Obamacare deadline extended to Christmas Eve, exemptions available

Healthcare.gov launched Oct. 1, 2013.

By Jim Hagerty
Staff Writer

The deadline to sign up for a health insurance plan under the Affordable Care Act has been extended to Tuesday, Dec. 24, the Obama administration announced Monday, Dec. 23.

Exemptions are available, however, giving those who haven’t signed up for a plan more time without penalty.

A hardship exemption is available for those who have had existing policies canceled and experienced problems with the Obamacare website, Healthcare.gov.

A good-faith exemption will also extend the deadline for those who have made other verified attempts to enroll, Obama officials said in a statement.

It is not known, however, how the government will determine what constitutes “good faith” or how the attempts will be verified.

The initial deadline to sign up for Obamacare was Dec. 15, but was extended after the federal website failed to function as millions attempted to enroll.

Republicans continue to resist the program, claiming the website has only confused users. The GOP may not be entirely wrong, as hundreds of thousands have had their coverage cancelled by their existing insurance companies and unable to find replacement policies. Others have been automatically enrolled in more expensive programs.

The president said the program–and the website–are moving forward despite early challenges.

“The law is working,” President Obama said. “If you don’t have health insurance, go right now and sign up.
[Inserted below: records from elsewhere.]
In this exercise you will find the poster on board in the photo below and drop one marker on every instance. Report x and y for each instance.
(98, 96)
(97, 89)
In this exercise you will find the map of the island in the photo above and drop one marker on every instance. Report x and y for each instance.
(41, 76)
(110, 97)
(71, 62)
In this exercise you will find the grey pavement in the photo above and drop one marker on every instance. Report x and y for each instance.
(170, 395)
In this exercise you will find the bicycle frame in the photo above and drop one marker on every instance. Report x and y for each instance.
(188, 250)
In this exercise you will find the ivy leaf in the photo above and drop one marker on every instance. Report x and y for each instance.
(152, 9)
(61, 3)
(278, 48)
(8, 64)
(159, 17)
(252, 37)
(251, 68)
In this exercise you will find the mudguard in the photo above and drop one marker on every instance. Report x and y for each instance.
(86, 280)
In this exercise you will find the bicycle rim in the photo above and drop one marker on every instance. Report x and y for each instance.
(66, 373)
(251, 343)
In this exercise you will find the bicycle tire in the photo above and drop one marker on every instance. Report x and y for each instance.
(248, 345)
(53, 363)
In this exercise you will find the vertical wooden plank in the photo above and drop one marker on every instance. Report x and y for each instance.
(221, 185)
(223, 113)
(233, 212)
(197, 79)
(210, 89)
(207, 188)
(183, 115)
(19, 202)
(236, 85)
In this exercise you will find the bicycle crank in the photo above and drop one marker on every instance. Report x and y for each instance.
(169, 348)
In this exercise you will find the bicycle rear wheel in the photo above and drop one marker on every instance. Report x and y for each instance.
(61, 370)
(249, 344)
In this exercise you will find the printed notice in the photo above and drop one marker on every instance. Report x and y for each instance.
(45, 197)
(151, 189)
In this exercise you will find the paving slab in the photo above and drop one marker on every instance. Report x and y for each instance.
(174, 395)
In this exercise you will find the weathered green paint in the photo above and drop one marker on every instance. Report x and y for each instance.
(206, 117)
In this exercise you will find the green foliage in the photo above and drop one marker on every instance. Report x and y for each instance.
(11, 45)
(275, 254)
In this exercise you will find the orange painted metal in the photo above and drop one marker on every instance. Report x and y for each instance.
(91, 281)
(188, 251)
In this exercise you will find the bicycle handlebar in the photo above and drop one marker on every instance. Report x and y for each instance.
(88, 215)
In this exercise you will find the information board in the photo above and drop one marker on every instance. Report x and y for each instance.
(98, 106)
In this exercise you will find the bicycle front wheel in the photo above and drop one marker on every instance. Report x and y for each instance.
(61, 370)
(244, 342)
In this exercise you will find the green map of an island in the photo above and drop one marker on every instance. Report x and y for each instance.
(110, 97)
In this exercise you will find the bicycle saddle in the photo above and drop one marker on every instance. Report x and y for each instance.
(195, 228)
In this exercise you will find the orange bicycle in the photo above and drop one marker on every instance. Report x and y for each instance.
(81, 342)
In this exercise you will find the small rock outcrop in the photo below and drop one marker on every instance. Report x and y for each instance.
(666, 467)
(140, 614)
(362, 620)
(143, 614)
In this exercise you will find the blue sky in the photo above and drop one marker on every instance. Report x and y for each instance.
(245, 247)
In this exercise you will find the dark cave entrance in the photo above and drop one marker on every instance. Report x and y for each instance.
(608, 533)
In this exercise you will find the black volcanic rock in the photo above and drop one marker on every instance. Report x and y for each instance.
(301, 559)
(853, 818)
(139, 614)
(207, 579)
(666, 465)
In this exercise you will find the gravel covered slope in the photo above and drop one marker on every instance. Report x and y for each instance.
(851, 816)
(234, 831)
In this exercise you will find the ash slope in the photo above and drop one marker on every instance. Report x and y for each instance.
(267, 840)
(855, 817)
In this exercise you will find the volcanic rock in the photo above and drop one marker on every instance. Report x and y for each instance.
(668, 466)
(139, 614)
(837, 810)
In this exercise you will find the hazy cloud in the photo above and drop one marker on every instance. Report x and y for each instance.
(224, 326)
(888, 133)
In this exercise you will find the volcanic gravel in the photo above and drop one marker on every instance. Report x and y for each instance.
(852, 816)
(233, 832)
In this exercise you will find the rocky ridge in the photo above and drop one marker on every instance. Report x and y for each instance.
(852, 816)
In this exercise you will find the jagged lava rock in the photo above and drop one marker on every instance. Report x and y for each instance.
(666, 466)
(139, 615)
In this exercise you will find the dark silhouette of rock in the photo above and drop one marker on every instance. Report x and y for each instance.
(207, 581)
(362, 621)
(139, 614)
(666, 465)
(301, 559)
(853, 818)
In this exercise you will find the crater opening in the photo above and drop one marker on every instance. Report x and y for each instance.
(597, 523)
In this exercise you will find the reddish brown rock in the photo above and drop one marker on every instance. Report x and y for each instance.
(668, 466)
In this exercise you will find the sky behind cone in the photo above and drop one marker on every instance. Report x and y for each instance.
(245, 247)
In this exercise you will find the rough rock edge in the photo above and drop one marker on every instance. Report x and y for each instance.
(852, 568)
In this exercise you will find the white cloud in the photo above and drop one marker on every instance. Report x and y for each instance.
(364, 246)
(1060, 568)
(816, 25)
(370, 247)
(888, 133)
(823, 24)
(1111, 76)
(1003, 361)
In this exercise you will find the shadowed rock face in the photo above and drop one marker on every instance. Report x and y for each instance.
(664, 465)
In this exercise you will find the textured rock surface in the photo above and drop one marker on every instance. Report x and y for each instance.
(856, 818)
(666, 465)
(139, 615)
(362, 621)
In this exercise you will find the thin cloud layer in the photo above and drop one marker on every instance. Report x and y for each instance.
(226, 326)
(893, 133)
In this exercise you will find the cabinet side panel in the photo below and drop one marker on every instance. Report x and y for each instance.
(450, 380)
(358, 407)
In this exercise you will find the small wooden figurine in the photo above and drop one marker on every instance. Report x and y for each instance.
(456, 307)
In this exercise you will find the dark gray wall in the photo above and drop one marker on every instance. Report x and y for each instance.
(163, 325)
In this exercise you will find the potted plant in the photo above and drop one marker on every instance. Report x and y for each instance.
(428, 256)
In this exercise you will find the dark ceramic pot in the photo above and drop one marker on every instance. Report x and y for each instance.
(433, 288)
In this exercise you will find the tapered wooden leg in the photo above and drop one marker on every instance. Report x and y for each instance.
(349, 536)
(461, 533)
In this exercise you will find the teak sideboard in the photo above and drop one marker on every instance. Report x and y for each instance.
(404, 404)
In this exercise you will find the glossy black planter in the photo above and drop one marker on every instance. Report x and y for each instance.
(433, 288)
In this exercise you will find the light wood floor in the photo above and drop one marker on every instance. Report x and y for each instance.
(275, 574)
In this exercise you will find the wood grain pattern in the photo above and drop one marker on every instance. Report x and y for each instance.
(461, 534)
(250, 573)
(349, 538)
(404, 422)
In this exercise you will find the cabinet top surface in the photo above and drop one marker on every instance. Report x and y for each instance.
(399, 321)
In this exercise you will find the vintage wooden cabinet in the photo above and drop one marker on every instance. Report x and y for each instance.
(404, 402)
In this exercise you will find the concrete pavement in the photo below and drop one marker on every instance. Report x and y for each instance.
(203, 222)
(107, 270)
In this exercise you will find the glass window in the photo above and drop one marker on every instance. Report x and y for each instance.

If you do it before December 23rd, you can be covered on the first day of the New Year. … I’m asking you to spread the word about getting covered.”

Coverage obtained by Dec. 24 will begin Jan. 1.

The open enrollment period to sign up for Obamacare ends March 31, 2014. That means those without coverage have time to obtain health insurance in 2014 without penalty. The tax penalty for not obtaining insurance is 1 percent of annual income or $95, whichever is higher. There is also a $47.50 penalty for children younger than 18. The maximum first-year penalty is $285.

In 2015, the penalty will be 2 percent of annual income, or $325 per person. In 2016, those without coverage will be fined 2.5 percent of their income, or $695 per person. After 2016, fines will be adjusted with the rate of inflation.

Coverage obtained after Dec. 24 and before March 31 will begin May 1, 2014.